Existent gaming properties in 2004 were very different from what is the standard now. Sands Macao introduced a new concept in the market but it was also a trial and error process for the company.
Soon after it opened with a handful of hotel rooms and the longest buffet line in Macau, management understood that it had to tweak its strategy. Patrons sleeping around the property and taking advantage of substantial discounts at the buffet were not the kind of clientele the company was seeking.
Nonetheless, it set a new standard for the industry. “Each new resort set the bar even higher, which has forced all operators to innovate and, in general, improve their operating skills,” said Union Gaming’s Mr Govertsen.
“Cotai will raise the bar even higher,” he said, adding that there will always be a market for the casinos on the Macau peninsula.
Sands China Ltd, the Macau subsidiary of Las Vegas Sands, moved on to open the US$2.6 billion Venetian Macao in 2007, one of the most successful casino resorts in the city. But the company’s growth in Macau was not without its ups and downs.
Sands China had to go through a learning process to adapt to a new business culture. And it had its fair share of hiccups, struggling to get government authorisation to sell flats in the Four Seasons apartment hotel tower, and with officials rejecting the company’s application for additional land in Cotai on the sites known as parcels 7 and 8, although there was an agreement that Sands would be entitled to those plots.
Sands China is also entangled in a legal battle with former president and chief executive Steven Jacobs, who alleges he was wrongfully fired. Overall, the company became known by the high turnover levels among top-level executives: the latest to resign was chief operating officer David Sisk, who left the company last September.

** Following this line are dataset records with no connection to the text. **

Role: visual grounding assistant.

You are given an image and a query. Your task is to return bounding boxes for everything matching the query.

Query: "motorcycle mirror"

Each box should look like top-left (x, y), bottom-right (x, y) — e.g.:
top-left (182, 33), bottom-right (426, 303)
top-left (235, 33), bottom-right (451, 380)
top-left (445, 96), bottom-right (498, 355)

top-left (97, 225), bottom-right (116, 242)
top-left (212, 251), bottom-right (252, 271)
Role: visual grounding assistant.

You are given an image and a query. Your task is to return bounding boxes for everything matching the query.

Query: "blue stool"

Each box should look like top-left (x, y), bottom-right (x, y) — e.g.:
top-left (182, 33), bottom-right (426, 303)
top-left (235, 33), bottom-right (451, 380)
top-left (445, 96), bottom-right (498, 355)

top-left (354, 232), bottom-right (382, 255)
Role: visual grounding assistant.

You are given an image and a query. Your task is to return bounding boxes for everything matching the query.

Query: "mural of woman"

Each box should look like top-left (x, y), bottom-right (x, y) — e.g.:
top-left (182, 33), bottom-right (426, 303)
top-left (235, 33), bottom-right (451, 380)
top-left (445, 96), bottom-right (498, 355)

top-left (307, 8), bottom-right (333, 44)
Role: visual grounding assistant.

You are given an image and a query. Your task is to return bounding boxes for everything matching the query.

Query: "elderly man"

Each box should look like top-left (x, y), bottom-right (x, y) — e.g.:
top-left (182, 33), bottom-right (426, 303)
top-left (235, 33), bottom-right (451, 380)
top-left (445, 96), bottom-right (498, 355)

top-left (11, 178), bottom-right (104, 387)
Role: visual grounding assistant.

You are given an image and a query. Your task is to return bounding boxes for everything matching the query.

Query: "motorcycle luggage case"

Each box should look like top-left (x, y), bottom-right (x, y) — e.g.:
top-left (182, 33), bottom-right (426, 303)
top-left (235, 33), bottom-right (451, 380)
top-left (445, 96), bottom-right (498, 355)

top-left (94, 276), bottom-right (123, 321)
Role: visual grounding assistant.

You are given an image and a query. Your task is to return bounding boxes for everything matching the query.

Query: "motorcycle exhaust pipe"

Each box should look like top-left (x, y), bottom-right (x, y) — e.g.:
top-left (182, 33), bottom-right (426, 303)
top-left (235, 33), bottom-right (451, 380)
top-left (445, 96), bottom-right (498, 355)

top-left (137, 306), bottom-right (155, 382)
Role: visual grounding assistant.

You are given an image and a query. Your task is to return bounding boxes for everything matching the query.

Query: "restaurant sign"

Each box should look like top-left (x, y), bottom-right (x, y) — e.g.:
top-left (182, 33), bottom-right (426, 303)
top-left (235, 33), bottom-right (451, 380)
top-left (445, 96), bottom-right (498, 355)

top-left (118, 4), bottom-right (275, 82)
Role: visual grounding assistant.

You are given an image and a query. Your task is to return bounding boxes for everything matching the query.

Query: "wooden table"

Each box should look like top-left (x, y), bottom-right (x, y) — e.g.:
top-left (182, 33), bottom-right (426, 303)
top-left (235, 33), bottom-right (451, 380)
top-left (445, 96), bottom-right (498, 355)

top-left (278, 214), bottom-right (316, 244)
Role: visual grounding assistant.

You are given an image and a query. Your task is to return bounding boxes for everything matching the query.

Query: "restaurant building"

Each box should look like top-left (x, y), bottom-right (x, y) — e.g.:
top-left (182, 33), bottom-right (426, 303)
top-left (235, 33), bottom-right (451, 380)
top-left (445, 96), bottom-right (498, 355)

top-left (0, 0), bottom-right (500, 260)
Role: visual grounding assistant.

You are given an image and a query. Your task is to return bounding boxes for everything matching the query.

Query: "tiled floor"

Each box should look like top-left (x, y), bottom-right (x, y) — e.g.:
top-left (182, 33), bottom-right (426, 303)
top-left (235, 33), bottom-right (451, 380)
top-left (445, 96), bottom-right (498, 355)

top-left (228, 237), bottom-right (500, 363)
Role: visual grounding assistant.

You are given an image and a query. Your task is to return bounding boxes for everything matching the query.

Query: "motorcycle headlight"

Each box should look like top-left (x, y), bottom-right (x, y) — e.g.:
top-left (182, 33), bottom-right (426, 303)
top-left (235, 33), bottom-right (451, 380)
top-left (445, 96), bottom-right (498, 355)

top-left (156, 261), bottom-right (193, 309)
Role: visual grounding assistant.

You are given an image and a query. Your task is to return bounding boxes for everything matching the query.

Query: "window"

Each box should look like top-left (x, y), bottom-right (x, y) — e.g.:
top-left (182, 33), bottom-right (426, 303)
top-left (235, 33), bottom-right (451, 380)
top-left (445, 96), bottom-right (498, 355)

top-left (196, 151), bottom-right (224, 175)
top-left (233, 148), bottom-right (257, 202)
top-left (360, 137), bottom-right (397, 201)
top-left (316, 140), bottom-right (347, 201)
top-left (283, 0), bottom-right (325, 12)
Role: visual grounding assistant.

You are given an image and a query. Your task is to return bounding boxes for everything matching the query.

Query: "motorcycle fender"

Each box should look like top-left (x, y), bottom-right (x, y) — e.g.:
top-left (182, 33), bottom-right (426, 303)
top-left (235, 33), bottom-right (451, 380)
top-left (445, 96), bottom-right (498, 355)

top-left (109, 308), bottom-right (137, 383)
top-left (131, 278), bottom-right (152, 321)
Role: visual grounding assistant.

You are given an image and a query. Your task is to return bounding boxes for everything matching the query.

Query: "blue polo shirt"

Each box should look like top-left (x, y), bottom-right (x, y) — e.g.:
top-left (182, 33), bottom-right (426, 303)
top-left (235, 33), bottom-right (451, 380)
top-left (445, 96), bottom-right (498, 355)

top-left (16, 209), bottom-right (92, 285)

Sands China has played a seminal role in bringing A-list entertainment and sport celebrities to Macau, helping to widen the city’s appeal as a tourism destination, as envisioned by Beijing. But ironically it had to shut down its Cirque du Soleil’s Zaia production at Venetian Macao in 2012, three and a half years into its 10-year contract, due to the poor attendance figures of the costly resident show.
The culture shock might have been greater than anticipated because of “the difference in corporate culture and legal practice between foreign firms in their home countries and Macau,” says Mr Ricardo Siu.

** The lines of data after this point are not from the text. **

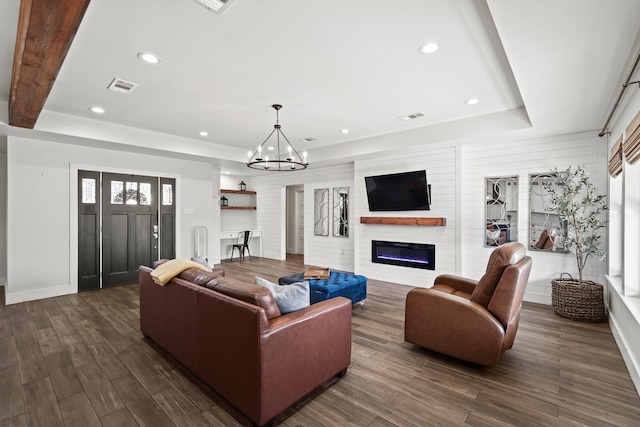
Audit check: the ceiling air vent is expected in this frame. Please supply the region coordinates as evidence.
[194,0,238,15]
[107,77,138,93]
[400,113,426,120]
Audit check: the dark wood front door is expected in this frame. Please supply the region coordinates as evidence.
[102,173,159,288]
[78,171,176,291]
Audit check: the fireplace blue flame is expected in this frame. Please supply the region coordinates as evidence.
[371,240,436,270]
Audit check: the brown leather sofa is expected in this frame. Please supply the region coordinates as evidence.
[404,242,531,366]
[139,266,351,425]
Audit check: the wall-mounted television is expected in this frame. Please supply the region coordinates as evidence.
[364,170,431,211]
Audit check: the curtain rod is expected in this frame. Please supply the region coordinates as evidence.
[598,51,640,137]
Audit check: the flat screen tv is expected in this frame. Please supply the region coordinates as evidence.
[364,170,431,211]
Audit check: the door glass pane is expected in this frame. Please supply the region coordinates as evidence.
[125,182,138,205]
[111,181,124,205]
[162,184,173,206]
[82,178,96,203]
[140,182,151,206]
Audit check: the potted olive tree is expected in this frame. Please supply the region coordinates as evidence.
[543,166,608,322]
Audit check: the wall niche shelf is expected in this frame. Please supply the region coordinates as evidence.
[220,189,256,211]
[360,216,447,227]
[220,190,256,196]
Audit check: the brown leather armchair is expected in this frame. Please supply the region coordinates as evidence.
[404,242,531,366]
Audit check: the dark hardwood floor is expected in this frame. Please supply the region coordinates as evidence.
[0,257,640,427]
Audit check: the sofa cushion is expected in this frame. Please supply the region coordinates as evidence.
[256,276,310,314]
[205,276,280,320]
[178,268,221,286]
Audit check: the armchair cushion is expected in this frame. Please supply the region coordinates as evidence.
[404,242,532,366]
[471,242,527,307]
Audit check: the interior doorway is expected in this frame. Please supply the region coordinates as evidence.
[78,171,175,291]
[286,185,304,255]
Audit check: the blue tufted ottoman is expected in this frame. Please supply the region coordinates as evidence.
[278,271,367,304]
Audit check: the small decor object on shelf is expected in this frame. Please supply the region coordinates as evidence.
[545,166,608,322]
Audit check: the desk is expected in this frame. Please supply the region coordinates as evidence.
[220,230,262,259]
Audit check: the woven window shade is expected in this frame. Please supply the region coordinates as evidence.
[609,136,622,178]
[622,109,640,165]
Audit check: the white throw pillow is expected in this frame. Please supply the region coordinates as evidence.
[256,276,311,314]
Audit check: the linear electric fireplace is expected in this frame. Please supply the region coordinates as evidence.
[371,240,436,270]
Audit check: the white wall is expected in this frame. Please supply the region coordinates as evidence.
[251,165,356,271]
[353,132,606,304]
[353,144,458,287]
[607,79,640,391]
[0,152,7,286]
[6,137,219,304]
[460,132,607,304]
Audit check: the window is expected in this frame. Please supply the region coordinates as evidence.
[111,181,124,205]
[82,178,96,204]
[162,184,173,206]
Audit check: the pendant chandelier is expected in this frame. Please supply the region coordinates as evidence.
[247,104,309,172]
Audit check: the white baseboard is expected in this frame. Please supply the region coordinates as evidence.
[609,316,640,396]
[5,285,76,305]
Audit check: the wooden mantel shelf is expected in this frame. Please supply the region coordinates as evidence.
[360,216,447,227]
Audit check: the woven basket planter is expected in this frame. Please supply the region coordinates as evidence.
[551,276,607,322]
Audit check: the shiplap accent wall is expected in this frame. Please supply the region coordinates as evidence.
[354,144,457,287]
[251,164,355,271]
[460,132,607,304]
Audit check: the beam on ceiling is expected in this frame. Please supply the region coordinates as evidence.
[9,0,90,129]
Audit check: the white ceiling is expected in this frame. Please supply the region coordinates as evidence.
[0,0,640,172]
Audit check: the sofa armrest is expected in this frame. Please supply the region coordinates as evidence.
[405,288,505,366]
[261,297,352,419]
[433,274,478,295]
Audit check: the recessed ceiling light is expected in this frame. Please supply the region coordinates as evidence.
[399,112,426,120]
[418,43,440,53]
[138,52,160,64]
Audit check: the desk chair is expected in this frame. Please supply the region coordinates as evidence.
[231,230,253,261]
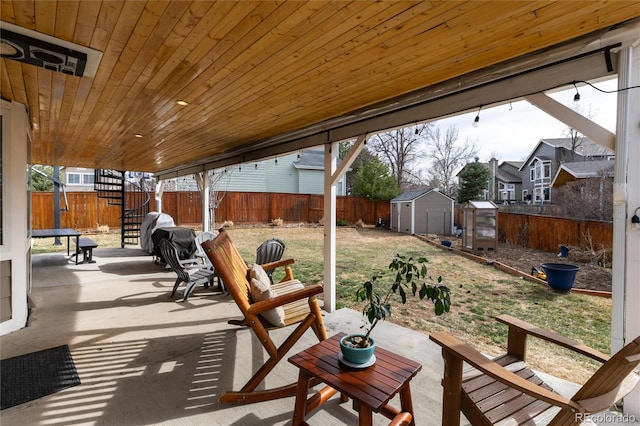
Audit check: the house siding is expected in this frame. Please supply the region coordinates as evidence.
[265,153,298,194]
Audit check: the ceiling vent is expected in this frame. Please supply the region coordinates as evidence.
[0,22,102,77]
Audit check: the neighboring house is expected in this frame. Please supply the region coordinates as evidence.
[457,158,522,204]
[60,167,94,192]
[519,138,613,204]
[390,189,454,235]
[485,158,522,204]
[211,149,346,196]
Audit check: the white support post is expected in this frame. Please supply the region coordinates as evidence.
[155,179,164,213]
[611,43,640,419]
[323,135,367,312]
[200,170,211,231]
[323,143,338,312]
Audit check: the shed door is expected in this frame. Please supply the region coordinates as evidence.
[398,203,413,234]
[391,203,400,232]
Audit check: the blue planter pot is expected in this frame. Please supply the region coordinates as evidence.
[540,263,580,291]
[340,334,376,365]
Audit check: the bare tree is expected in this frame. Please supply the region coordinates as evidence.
[207,166,240,227]
[427,125,477,196]
[368,124,431,190]
[562,102,606,162]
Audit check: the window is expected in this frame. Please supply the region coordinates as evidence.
[82,174,95,185]
[67,173,94,185]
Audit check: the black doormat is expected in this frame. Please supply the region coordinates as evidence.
[0,345,80,410]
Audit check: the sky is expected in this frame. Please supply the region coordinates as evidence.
[432,78,617,162]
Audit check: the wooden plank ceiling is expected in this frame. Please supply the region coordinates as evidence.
[0,0,640,172]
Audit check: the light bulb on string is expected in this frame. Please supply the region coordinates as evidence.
[573,83,580,102]
[473,106,482,127]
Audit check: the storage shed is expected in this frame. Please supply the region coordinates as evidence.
[390,189,454,235]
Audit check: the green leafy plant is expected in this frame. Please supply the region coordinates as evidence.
[356,254,451,346]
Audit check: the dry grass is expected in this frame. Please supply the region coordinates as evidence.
[34,224,611,383]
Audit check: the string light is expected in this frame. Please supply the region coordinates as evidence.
[473,105,482,127]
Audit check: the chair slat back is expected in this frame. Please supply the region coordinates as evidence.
[160,238,189,282]
[194,231,216,266]
[202,230,251,314]
[256,238,285,283]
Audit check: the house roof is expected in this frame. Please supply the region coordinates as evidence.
[520,137,614,170]
[0,0,640,177]
[551,160,615,188]
[502,161,524,169]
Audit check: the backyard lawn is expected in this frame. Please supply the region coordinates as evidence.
[34,225,611,383]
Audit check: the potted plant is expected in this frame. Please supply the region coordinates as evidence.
[340,254,451,366]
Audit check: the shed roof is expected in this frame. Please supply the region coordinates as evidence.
[391,188,453,203]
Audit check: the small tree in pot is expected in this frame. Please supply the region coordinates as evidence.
[344,254,451,356]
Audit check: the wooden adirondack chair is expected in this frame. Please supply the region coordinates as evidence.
[202,229,327,403]
[430,315,640,426]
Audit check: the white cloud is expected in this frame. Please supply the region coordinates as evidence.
[433,78,617,161]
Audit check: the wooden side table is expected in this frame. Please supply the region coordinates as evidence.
[289,333,422,426]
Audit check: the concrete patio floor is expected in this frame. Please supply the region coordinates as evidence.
[0,248,632,425]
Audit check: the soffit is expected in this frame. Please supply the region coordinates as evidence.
[0,0,640,173]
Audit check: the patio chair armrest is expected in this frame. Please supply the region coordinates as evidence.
[247,284,324,315]
[260,259,296,270]
[496,315,610,363]
[429,331,583,412]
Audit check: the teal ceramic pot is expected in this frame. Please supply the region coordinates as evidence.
[540,263,580,292]
[340,334,376,364]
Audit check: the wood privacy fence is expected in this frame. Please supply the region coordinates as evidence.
[31,192,613,252]
[31,192,390,229]
[498,211,613,252]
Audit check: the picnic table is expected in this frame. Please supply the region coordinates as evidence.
[31,228,98,265]
[31,228,80,256]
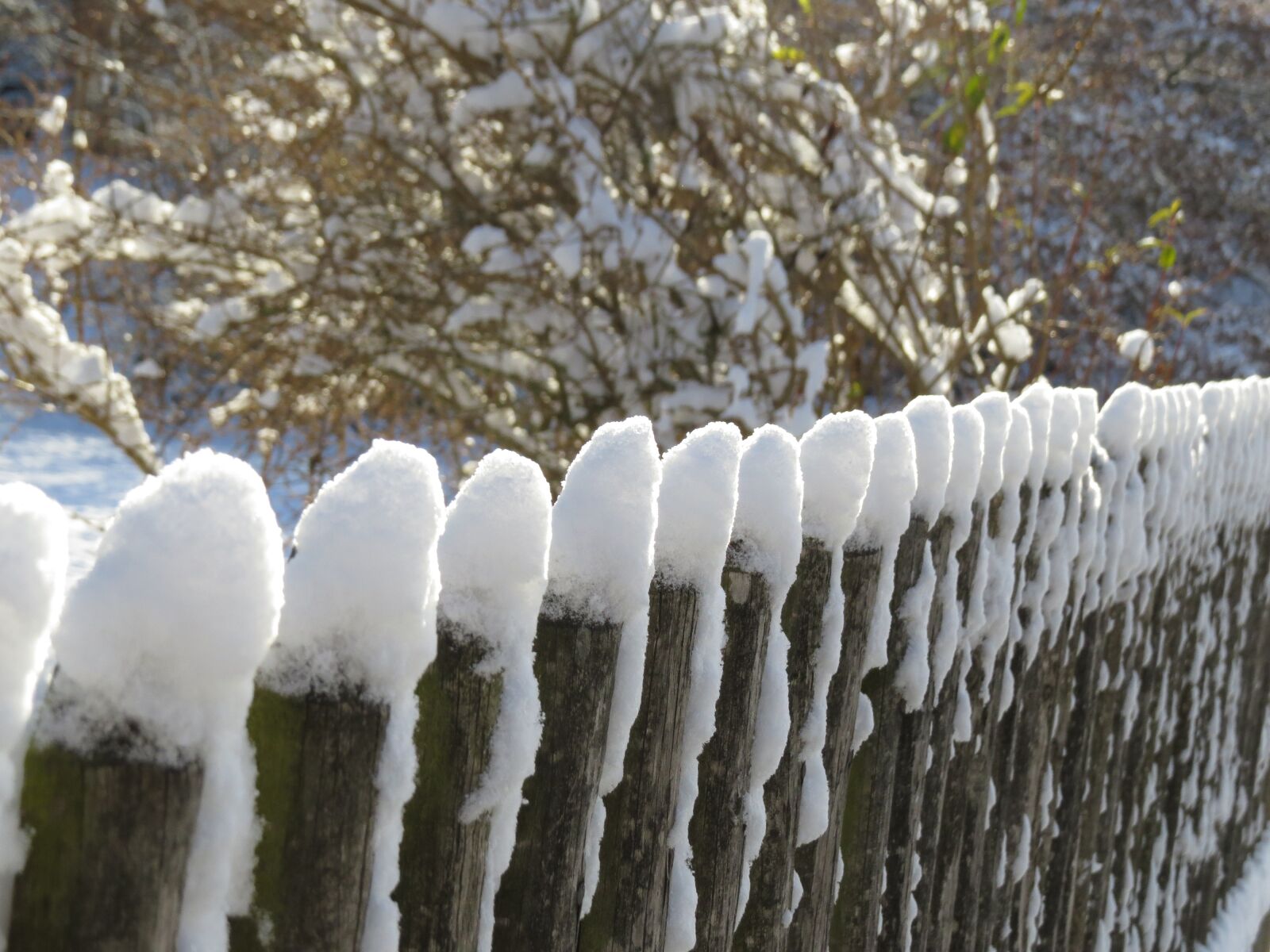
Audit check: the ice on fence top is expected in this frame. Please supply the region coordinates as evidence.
[1014,379,1054,487]
[1044,387,1081,486]
[548,416,662,622]
[438,449,551,645]
[1072,387,1099,474]
[652,423,741,590]
[1097,383,1153,459]
[944,406,999,523]
[799,410,878,548]
[732,424,802,586]
[969,391,1010,500]
[1001,402,1033,493]
[904,396,952,523]
[267,440,444,700]
[856,414,917,551]
[855,414,917,671]
[53,449,283,745]
[0,482,68,720]
[0,482,68,878]
[439,449,551,950]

“I’m sure it isn’t easy for any foreign company to enter a new international market. Though Sands (as well as its competitors) have clearly figured out how to successfully operate here [Macau],” said Mr Govertsen.
Venetian Macao was the first property to open in Cotai, which is currently the centre of gaming in Macau, attracting millions of tourists every year.
In 2004, 16.7 million tourists visited Macau, a number that has grown to over 29 million visitors last year.
Yet, Macau is still forecast to gain more in terms of growth potential. “The industry as a whole may still be in its transition period from a traditional/regional structure to a modern/world-class structure,” says Mr Ricardo Siu.
That may still take a lot of effort. “There appears to be much to do to attract visitors from different jurisdictions [beyond Greater China] to make Macau a really regional (or international) gaming and recreation destination,” said Mr Carlos Siu.
One thing is certain: Macau has undergone a huge transformation over the last decade. Few could predict the growth it heralded since 2004. “We are confident … that there is likely to be much more than 10 years remaining with respect to the growth of demand for Macau on the part of mainland persons,” Mr Govertsen says.